His prediction was in prepared remarks to be delivered today in New York at Price's annual news briefing and luncheon.

"The reason for caution among consumers and business people is not hard to find," Boltz said.

"After the extraordinary borrowing binge of the 1980s, the debt burden has finally become so large that it is restraining the mighty engine of growth," he said.

This debt and the consumer pessimism has spurred increased savings. But this savings means less national income because of the "paradox of thrift," Boltz said.

"If everyone simultaneously tries to save more, national

income will fall because one person's spending becomes somebody else's income," he said. The economy is also hurt by declining consumer confidence.

"The pessimism is apparently deepening," Boltz said. "We believe the sluggish recovery will feel much like a recession through mid-1992," he said. "Nonetheless, we think that consumers will gradually emerge from the gloom, as they always do, and the economy will resume more normal growth in the second half of the next year."

During the first half of the year, the gross national product will probably grow at a rate of no more than 2 to 2 1/2 percent, Boltz said. "By the second half, we think consumer sentiment will be sufficiently robust to encourage a modest strengthening in spending, helping nudge GNP growth up to 3 percent or so," he said.

A bright spot in the economy is the drop in inflation. The consumer price index has dropped from 6 percent last year to 3 percent so far this year, Boltz said.
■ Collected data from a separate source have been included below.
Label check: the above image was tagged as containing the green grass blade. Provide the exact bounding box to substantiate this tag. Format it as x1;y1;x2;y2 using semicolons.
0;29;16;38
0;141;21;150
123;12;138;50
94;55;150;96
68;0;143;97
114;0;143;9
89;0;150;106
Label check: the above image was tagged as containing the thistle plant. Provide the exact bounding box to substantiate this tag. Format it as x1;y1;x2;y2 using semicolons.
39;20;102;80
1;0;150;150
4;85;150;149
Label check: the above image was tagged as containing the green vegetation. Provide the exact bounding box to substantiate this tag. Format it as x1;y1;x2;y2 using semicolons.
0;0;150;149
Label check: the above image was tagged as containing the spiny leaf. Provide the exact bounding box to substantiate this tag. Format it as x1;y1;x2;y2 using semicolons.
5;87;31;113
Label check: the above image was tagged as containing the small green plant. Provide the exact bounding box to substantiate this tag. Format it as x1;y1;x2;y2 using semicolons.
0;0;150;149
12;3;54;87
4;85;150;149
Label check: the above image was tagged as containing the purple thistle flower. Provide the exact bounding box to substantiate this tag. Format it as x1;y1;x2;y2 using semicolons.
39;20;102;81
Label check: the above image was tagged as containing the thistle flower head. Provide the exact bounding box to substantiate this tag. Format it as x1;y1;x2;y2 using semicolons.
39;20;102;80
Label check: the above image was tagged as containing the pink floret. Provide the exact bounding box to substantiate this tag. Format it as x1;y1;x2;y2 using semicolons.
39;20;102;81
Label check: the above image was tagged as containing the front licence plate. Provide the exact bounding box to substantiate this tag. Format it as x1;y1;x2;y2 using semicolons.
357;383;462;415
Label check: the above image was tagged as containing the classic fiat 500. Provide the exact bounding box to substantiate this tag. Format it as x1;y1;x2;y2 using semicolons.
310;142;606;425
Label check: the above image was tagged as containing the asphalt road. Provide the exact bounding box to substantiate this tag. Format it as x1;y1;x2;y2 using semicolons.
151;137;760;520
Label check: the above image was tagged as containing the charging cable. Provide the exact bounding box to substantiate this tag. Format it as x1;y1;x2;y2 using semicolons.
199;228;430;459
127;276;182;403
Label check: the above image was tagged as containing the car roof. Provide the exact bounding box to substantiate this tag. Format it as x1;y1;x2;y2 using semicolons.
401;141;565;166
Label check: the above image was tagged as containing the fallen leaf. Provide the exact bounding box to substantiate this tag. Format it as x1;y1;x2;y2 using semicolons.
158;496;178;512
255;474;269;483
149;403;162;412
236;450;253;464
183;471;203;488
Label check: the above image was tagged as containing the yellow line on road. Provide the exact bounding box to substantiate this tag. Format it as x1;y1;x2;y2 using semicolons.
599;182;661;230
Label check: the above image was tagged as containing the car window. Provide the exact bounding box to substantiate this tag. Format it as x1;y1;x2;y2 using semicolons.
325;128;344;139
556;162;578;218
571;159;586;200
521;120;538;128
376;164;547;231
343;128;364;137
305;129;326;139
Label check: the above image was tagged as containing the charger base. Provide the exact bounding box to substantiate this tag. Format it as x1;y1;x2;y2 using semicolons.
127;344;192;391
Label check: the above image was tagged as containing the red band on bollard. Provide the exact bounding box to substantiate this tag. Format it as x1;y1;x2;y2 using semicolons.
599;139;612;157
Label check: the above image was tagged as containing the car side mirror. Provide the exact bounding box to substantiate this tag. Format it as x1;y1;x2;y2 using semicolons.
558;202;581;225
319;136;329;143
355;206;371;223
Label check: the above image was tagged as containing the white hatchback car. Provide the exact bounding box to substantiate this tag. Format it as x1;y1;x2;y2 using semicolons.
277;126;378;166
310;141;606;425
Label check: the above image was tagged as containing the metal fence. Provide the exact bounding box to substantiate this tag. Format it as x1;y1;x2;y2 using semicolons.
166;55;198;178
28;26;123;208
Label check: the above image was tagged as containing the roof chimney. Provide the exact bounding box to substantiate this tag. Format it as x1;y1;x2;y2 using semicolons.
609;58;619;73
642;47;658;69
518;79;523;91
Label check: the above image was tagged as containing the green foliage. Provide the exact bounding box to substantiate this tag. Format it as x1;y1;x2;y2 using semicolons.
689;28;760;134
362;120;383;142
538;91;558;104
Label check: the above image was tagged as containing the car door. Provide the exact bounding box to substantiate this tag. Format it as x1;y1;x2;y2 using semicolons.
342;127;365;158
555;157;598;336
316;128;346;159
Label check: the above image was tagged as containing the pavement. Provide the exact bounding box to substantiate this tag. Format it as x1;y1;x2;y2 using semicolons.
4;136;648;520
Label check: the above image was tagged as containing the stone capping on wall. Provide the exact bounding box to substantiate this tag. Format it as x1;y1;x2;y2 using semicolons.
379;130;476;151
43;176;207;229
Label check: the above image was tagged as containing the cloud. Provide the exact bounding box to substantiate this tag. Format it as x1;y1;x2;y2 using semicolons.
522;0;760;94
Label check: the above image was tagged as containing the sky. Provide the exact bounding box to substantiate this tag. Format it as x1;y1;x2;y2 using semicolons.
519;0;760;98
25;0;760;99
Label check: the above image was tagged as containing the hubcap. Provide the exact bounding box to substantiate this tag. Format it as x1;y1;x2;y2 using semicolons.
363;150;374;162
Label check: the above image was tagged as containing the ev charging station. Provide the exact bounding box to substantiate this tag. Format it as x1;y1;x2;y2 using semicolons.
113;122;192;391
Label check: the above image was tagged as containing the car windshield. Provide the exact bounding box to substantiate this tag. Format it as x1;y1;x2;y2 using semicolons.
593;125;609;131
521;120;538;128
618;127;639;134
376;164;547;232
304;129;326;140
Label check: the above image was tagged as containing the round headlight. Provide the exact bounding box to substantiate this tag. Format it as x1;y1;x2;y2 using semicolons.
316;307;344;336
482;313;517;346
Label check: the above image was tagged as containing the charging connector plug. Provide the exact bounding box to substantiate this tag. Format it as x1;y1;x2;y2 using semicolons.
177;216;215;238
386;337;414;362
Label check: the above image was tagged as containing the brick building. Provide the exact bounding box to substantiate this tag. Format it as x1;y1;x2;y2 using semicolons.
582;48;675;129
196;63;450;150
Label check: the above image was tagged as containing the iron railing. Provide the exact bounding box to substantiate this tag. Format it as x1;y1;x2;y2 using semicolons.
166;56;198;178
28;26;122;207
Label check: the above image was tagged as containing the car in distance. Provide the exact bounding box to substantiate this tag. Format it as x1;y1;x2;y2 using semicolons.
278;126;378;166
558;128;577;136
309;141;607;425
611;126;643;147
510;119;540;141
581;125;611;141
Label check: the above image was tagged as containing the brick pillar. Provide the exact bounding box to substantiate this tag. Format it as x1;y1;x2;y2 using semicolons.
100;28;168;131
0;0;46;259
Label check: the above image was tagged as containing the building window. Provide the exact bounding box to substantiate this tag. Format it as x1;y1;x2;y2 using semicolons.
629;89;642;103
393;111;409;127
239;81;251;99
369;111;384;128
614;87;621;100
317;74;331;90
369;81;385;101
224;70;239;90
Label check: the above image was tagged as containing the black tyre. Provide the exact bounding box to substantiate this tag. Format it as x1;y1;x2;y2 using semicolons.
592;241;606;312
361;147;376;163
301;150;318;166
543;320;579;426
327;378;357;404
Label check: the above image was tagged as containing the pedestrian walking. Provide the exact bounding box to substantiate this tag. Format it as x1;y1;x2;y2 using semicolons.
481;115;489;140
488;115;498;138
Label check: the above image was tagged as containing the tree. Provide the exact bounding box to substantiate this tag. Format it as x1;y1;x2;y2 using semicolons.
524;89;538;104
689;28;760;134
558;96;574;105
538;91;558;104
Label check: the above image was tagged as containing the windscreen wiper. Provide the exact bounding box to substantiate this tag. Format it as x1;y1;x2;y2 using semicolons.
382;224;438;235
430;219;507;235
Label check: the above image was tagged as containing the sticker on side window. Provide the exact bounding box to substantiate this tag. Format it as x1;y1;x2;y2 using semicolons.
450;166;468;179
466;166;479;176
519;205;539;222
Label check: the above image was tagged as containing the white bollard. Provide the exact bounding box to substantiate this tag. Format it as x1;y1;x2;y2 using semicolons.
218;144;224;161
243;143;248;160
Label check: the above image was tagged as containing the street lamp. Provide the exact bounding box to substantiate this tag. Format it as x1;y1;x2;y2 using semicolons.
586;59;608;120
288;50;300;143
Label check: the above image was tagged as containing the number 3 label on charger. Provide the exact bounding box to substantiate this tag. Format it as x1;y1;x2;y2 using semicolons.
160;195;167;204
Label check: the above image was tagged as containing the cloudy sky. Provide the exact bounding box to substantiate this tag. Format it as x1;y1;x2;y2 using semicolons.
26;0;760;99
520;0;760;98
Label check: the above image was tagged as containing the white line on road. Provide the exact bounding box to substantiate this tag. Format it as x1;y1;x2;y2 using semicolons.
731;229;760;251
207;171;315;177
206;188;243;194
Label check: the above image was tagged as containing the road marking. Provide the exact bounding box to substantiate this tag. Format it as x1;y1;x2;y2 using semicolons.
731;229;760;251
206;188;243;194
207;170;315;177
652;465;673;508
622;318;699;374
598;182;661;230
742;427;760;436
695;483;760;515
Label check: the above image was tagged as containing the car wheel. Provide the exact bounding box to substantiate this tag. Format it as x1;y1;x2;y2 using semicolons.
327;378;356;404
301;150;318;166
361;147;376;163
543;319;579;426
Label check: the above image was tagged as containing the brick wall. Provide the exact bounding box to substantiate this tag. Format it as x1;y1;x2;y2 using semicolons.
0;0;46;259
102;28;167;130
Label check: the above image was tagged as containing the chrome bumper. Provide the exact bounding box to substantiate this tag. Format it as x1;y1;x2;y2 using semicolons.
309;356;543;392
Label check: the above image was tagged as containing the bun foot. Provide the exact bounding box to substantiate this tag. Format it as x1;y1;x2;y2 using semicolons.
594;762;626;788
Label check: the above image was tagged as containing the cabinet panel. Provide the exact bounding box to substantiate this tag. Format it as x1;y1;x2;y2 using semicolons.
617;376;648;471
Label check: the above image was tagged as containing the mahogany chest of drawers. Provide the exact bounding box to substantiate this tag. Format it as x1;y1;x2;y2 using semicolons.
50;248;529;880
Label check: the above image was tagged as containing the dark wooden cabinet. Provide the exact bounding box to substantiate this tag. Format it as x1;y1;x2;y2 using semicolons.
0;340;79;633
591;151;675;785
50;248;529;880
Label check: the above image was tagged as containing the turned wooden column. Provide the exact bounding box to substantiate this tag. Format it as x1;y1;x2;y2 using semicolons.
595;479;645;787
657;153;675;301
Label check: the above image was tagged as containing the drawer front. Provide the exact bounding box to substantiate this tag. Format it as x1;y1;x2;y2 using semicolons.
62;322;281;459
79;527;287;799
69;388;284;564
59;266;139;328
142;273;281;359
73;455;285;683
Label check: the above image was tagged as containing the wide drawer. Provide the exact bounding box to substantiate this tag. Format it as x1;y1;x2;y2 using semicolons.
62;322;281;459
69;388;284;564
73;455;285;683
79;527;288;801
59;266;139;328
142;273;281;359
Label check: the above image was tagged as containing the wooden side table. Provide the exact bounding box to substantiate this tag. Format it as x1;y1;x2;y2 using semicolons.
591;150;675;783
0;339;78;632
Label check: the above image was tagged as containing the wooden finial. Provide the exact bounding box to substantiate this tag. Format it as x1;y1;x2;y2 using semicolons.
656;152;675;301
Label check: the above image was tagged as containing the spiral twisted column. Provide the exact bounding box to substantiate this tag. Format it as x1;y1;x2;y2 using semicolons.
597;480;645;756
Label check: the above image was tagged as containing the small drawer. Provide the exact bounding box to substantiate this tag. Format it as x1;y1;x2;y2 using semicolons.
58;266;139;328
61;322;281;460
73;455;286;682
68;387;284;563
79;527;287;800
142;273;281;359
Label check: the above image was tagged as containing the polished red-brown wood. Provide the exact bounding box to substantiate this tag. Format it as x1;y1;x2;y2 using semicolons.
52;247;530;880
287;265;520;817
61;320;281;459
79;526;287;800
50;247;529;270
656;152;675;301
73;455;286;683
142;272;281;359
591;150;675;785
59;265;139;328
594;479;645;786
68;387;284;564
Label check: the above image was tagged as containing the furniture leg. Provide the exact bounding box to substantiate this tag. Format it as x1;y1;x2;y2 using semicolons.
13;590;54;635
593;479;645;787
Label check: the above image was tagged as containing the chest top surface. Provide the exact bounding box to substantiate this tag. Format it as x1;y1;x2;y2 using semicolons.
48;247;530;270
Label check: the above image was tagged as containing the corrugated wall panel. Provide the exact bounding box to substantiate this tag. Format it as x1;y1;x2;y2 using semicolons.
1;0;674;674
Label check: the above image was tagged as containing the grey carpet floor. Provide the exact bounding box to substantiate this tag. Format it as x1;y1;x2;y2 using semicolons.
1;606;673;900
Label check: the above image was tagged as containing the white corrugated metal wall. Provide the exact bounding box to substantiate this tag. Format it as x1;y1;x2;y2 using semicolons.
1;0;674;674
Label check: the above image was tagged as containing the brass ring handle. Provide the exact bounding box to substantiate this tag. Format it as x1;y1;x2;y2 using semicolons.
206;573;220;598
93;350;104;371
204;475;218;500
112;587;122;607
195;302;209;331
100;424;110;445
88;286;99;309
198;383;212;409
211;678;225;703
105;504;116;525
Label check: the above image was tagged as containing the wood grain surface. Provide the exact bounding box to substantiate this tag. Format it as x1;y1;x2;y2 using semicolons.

Unless the recovery is much weaker than he anticipates, inflation should be in the area of 3 1/2 to 4 percent, he said.

Last year at Price's news conference, Boltz downplayed the effects of debt on consumers, businesses and government.

"We do not foresee bankruptcies sweeping through the business sector, an outcome some believe is predetermined by excessive borrowing during the 1980s," he said a year ago.

At that time he said borrowing was not not out of line with earlier decades. "In the aggregate, businesses and households should be able to manage their debt service as they have during other postwar recessions," he said.